The Department of Revenue of the Ministry led the country's engagement with FATF during the evaluation process. The team comprised representatives from various ministries, the National Security Council Secretariat (NSCS), state authorities, the judiciary, financial sector regulators, self-regulatory organisations, financial institutions, and businesses.
“The Plenary concluded that India has reached a high level of technical compliance with the FATF requirements and its AML/CFT/CPF regime is achieving good results, including in its ML and TF risk understanding, international cooperation, access to basic and beneficial ownership information, use of financial intelligence, and depriving criminals of their assets and counter-proliferation financing measures,” the FATF release stated.
The plenary made a series of recommendations to India including the need to strengthen supervision and implementation of preventive measures in non-financial sectors and to address delays relating to money laundering and terror financing prosecutions.

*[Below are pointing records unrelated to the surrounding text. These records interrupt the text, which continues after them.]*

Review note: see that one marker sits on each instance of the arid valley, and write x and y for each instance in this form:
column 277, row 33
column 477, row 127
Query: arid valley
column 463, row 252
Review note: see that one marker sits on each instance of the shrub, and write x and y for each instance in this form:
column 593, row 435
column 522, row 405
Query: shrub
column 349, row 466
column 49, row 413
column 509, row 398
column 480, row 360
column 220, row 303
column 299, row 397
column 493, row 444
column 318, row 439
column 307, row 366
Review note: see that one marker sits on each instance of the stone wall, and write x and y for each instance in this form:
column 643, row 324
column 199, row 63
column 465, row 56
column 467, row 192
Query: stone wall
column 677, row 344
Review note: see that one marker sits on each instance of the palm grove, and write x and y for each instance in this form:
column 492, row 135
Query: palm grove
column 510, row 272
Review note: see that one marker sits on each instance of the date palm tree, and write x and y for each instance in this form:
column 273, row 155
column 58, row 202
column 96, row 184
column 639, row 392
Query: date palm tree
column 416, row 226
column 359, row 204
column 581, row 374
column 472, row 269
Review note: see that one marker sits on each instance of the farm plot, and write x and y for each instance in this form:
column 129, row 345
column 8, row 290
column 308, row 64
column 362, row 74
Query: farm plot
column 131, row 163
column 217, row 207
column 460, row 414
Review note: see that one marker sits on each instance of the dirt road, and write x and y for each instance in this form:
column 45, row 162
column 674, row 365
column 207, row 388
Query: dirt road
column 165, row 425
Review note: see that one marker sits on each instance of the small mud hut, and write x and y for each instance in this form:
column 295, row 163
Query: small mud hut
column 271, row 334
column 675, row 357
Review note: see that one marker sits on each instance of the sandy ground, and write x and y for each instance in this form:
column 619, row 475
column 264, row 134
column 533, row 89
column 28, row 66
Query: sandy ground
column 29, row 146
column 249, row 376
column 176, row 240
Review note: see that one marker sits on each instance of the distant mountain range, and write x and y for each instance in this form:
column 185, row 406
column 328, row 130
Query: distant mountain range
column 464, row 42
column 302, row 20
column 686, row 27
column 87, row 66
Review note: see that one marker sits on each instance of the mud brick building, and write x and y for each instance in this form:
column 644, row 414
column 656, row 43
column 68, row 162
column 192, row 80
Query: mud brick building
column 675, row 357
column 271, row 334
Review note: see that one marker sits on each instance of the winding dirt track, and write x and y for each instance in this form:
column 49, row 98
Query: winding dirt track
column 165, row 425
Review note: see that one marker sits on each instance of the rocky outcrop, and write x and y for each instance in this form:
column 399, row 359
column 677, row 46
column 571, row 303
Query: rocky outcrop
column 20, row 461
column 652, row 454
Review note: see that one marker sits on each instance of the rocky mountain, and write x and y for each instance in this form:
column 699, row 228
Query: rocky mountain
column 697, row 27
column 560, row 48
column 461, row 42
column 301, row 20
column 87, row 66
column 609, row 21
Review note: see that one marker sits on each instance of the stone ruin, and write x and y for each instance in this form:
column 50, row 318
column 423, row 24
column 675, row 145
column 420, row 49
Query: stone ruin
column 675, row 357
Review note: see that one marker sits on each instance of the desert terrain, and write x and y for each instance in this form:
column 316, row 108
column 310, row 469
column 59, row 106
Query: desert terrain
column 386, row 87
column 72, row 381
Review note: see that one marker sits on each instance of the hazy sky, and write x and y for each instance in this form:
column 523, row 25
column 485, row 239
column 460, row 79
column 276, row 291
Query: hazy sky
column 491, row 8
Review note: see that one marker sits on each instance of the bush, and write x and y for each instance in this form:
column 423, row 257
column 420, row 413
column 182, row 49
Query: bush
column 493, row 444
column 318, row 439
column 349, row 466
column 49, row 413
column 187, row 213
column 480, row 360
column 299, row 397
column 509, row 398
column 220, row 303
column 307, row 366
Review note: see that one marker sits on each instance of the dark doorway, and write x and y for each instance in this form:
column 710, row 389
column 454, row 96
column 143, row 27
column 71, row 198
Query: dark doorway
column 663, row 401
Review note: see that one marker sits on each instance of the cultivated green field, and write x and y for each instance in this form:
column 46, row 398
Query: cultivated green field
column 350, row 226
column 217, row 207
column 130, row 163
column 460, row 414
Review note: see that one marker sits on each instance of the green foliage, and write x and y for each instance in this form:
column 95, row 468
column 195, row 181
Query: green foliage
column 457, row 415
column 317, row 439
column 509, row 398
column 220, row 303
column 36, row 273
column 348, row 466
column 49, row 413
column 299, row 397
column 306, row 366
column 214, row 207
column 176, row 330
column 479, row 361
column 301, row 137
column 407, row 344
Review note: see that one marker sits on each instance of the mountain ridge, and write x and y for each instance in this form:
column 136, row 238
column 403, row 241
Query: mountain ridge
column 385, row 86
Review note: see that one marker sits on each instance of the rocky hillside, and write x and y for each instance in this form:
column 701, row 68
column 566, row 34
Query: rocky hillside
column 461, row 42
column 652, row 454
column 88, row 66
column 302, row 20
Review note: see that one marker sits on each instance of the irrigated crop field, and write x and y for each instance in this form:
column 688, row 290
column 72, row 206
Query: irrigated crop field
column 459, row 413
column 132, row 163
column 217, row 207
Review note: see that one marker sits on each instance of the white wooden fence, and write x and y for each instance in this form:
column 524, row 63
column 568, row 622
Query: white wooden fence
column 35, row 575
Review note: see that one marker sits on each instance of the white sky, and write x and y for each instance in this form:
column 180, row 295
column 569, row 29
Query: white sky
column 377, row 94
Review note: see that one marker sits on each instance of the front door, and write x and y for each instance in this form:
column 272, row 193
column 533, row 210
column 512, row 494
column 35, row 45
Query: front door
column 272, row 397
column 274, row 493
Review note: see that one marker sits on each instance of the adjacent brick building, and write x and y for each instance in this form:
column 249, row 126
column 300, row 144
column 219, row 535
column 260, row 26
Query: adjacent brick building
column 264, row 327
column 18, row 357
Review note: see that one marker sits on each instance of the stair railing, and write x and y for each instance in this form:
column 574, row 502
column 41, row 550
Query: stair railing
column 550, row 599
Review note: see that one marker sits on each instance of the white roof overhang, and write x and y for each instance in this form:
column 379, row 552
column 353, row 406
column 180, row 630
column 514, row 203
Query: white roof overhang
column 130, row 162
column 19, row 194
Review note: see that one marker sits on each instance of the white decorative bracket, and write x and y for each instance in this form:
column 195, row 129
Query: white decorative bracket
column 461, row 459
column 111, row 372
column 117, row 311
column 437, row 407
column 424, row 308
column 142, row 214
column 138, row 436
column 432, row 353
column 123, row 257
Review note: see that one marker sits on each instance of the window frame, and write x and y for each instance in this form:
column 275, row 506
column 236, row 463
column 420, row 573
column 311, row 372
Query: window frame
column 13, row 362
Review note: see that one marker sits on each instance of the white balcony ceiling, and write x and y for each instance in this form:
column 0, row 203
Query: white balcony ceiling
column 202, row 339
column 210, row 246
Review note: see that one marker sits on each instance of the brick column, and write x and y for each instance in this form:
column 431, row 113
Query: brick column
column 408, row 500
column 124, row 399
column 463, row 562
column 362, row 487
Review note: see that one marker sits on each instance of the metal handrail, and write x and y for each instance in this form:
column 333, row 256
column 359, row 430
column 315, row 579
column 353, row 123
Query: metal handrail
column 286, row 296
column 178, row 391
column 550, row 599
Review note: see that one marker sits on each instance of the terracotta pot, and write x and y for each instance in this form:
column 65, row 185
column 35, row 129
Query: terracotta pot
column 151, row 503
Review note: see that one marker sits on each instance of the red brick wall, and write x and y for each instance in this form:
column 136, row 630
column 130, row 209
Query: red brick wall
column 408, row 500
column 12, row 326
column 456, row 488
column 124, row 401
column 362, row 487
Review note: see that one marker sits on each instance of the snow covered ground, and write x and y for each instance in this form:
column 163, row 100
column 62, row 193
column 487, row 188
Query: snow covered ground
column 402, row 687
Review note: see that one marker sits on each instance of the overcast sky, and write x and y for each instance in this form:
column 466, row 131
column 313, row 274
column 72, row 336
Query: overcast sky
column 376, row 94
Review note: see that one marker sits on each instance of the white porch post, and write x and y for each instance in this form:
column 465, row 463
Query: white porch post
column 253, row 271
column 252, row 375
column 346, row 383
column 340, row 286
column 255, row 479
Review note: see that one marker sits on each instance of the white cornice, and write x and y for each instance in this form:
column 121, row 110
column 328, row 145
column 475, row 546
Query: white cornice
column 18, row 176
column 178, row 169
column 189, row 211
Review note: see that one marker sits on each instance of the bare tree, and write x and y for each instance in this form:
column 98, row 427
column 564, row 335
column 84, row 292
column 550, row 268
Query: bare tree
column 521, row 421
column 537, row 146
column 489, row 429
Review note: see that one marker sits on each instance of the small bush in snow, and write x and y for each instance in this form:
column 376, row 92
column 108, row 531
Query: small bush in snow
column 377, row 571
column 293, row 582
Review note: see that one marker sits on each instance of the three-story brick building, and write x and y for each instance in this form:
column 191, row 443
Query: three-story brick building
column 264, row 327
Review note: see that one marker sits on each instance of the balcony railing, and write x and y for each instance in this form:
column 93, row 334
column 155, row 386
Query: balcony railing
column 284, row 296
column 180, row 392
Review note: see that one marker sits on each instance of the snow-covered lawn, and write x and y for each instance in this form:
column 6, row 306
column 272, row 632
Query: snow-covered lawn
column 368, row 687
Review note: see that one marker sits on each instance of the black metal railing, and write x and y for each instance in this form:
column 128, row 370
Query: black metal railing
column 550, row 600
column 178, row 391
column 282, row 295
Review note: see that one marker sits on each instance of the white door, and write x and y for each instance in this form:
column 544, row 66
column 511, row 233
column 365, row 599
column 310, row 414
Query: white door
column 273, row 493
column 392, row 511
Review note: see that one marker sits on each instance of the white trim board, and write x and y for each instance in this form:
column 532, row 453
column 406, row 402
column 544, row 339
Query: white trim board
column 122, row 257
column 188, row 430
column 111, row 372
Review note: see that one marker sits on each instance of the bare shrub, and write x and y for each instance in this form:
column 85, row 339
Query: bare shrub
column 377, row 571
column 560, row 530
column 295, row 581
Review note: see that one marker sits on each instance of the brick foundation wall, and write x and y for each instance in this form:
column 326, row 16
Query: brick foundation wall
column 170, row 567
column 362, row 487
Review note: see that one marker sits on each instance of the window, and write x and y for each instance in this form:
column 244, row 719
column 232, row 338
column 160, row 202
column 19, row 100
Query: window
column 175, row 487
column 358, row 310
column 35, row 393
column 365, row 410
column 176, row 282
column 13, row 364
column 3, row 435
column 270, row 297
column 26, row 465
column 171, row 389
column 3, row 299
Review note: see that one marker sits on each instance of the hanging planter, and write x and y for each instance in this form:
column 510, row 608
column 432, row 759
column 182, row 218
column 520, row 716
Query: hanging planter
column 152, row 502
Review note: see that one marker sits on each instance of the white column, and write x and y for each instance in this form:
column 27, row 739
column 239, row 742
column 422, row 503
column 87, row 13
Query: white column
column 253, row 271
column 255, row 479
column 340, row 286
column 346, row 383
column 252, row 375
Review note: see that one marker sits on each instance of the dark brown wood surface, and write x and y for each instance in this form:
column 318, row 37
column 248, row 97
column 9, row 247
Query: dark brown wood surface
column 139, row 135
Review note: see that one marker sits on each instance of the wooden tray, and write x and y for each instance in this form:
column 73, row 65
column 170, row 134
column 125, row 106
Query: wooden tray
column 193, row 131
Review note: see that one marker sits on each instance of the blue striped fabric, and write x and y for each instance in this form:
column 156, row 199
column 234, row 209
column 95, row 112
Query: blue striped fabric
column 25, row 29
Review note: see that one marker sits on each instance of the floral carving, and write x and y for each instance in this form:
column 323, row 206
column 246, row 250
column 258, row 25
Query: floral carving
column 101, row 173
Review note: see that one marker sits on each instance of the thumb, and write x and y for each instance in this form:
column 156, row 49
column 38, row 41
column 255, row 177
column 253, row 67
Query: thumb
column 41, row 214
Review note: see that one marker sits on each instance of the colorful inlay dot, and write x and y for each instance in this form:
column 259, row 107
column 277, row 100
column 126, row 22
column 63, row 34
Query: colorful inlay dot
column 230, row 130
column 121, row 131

Aside from India, Kuwait too was granted an adequate legal and supervisory framework to address ML/TF/PF (proliferation (of weapons of mass destruction) financing), while serious shortcomings remain in the case of delivering effective outcomes.
In 1989, the FATF was an intergovernmental organisation acting as the international watchdog to combat money laundering, terrorist financing, and other related threats to the international financial system. India joined the group in 2010.
The sixth and final FATF Plenary under the Presidency of Singapore’s T. Raja Kumar reiterated the failure of Kim Jong Un led the Democratic People’s Republic of Korea in addressing the anti-money laundering deficiencies and combating the terrorist financing and the continued involvement of the country in illicit activities related to the proliferation of weapons of mass destruction.
The group maintained its decision to suspend the membership of the Russian Federation on account of the Ukraine war.
While Monaco and Venezuela were added to the list of jurisdictions subject to increased monitoring, Jamaica and Türkiye became the two jurisdictions no longer under Increased Monitoring.